Search code examples
mongodbpysparkdatabricksazure-databricks

Data type is not changing in MongoDB via databricks Pyspark ( from string to date)


I am trying to load multiple documents into the MongoDb collection using databricks pyspark and while loading I am using updateDate filed as well , but after loading I could see updateDate field data type is string instead date data type.

here i am using the code for timestamp.

import datetime

current_timestamp_utc = datetime.datetime.now(datetime.timezone.utc)
formatted_timestamp = current_timestamp_utc.strftime("%Y-%m-%dT%H:%M:%S")
timezone_offset = current_timestamp_utc.strftime("%z")
formatted_timestamp = formatted_timestamp + ".000" + timezone_offset[:-2] + ":" + 
timezone_offset[-2:]

print(formatted_timestamp)

result : 2024-04-03T07:33:52.000+00:00

as per the result looks fine , but after loading into MongoDb , it is displaying as String instead Date.

So could you please help me on this how to load the documents with date data type. I have used UpdateMany() method to change string to date data type and is this the write approach to proceed or is there any I/O or performance impact while using updatemany() method . Please suggest


Solution

  • You can get the current time directly using spark SQL date-time functions as follows:

    from pyspark.sql import SparkSession
    from pyspark.sql.functions import date_format, current_timestamp
    
    spark = SparkSession.builder.getOrCreate()
    
    spark.sql("""select date_format(current_timestamp(), "yyyy-MM-dd'T'HH:MM:ss.SSSxxx") as updateDate""").show(truncate=False)
    
    Output:
    +-----------------------------+
    |updateDate                   |
    +-----------------------------+
    |2024-04-04T09:04:35.865+00:00|
    +-----------------------------+
    
    Schema:
    root
     |-- updateDate: string (nullable = false)
    

    If you notice the schema, updateDate is a string and you can convert it into a timestamp using to_timestamp() as follows:

    from pyspark.sql import SparkSession
    from pyspark.sql.functions import date_format, current_timestamp, to_timestamp
    
    spark = SparkSession.builder.getOrCreate()
    
    spark.sql("""select to_timestamp(date_format(current_timestamp(), "yyyy-MM-dd'T'HH:MM:ss.SSSxxx")) as updateDate""").show(truncate=False)
    
    Output:
    +-----------------------+
    |updateDate             |
    +-----------------------+
    |2024-04-04 09:04:12.703|
    +-----------------------+
    
    Schema:
    root
     |-- updateDate: timestamp (nullable = true)
    

    And now the updateDate is a timestamp adjusted for your spark session's timezone (that's why the +00:00 offset is gone now) - which, by the way, you can update using spark.conf.set("spark.sql.session.timeZone", "<enter-timezone-here>").

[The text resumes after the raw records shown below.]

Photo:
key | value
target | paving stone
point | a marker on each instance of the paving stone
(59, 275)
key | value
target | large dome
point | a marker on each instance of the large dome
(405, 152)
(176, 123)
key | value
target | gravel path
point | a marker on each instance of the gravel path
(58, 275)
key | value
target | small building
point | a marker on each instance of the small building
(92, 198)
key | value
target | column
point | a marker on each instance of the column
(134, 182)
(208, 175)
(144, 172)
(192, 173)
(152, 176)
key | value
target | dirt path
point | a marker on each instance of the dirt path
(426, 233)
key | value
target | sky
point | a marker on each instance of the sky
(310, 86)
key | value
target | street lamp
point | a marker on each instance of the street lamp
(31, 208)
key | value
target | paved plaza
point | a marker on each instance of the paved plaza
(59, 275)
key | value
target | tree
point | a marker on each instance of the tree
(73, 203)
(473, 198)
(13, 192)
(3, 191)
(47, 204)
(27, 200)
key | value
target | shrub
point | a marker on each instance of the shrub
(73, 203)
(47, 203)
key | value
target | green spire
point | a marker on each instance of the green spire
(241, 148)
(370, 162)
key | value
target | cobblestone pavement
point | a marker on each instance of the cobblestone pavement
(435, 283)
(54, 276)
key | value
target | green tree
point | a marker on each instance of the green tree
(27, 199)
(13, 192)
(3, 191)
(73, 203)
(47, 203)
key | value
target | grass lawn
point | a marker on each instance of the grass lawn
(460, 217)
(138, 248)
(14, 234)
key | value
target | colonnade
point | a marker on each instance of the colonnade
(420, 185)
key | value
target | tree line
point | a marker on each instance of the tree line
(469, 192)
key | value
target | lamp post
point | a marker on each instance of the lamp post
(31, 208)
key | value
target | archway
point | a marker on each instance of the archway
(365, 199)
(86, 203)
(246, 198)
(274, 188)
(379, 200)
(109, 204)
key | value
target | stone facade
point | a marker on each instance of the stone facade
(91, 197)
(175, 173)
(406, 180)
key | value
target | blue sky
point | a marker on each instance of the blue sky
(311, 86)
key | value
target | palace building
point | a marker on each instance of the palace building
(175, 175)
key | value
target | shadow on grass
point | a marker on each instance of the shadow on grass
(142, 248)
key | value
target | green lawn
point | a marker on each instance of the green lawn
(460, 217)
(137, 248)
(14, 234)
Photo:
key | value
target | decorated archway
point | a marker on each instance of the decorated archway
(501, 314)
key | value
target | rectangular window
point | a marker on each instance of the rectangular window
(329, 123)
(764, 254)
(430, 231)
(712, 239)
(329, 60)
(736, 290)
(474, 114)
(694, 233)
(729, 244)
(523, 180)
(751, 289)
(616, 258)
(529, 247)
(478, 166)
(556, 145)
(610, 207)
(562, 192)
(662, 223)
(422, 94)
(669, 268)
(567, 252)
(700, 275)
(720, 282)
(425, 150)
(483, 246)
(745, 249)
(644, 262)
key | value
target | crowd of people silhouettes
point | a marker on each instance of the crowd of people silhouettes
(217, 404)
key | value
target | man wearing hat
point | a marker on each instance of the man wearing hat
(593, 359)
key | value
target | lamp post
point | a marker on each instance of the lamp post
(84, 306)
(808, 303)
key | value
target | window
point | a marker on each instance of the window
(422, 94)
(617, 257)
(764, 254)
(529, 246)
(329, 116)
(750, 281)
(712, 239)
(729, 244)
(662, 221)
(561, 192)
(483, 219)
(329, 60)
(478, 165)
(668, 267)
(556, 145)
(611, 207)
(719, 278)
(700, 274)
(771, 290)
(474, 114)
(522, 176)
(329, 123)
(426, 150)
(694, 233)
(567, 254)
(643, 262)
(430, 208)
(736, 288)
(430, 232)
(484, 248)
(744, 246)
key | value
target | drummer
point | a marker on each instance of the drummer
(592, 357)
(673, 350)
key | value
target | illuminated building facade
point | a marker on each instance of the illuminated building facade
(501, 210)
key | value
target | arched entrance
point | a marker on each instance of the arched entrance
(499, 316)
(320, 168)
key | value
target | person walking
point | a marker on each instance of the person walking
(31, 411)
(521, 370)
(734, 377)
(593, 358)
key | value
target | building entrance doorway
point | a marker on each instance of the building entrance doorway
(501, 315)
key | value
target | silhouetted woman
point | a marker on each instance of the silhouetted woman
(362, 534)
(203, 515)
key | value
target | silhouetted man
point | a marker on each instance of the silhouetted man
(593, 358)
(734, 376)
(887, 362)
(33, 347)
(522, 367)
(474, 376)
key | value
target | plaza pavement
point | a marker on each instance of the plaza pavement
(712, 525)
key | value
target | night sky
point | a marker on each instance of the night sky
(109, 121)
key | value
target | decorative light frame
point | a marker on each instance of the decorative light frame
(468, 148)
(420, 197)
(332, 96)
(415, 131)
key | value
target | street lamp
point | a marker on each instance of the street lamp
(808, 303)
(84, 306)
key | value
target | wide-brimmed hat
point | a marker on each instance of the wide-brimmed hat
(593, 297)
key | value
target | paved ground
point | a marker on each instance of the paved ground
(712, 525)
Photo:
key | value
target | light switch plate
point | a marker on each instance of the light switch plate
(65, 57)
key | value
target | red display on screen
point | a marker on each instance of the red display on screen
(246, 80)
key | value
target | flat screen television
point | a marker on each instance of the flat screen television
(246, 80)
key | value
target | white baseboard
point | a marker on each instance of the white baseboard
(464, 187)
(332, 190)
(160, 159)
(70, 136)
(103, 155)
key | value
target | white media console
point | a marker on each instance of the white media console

    And if you want to add it to an existing dataframe as a new column you can do something like this:

    from pyspark.sql import SparkSession
    from pyspark.sql.functions import date_format, current_timestamp
    
    spark = SparkSession.builder.getOrCreate()
    
    df = spark.createDataFrame([(1,), (2,)], ["rownum"]) # replace this with your dataframe
    
    df = df.withColumn("updateDate", date_format(current_timestamp(), "yyyy-MM-dd'T'HH:MM:ss.SSSxxx").cast("timestamp"))
    
    df.show(truncate=False)
    df.printSchema()
    
    Output:
    +------+-----------------------+
    |rownum|updateDate             |
    +------+-----------------------+
    |1     |2024-04-04 09:04:48.473|
    |2     |2024-04-04 09:04:48.473|
    +------+-----------------------+
    
    Schema:
    root
     |-- rownum: long (nullable = true)
     |-- updateDate: timestamp (nullable = true)
    

    The datatype you are looking for is a timestamp with a timezone in Spark. Now, you can try loading the dataset into MongoDB with this schema.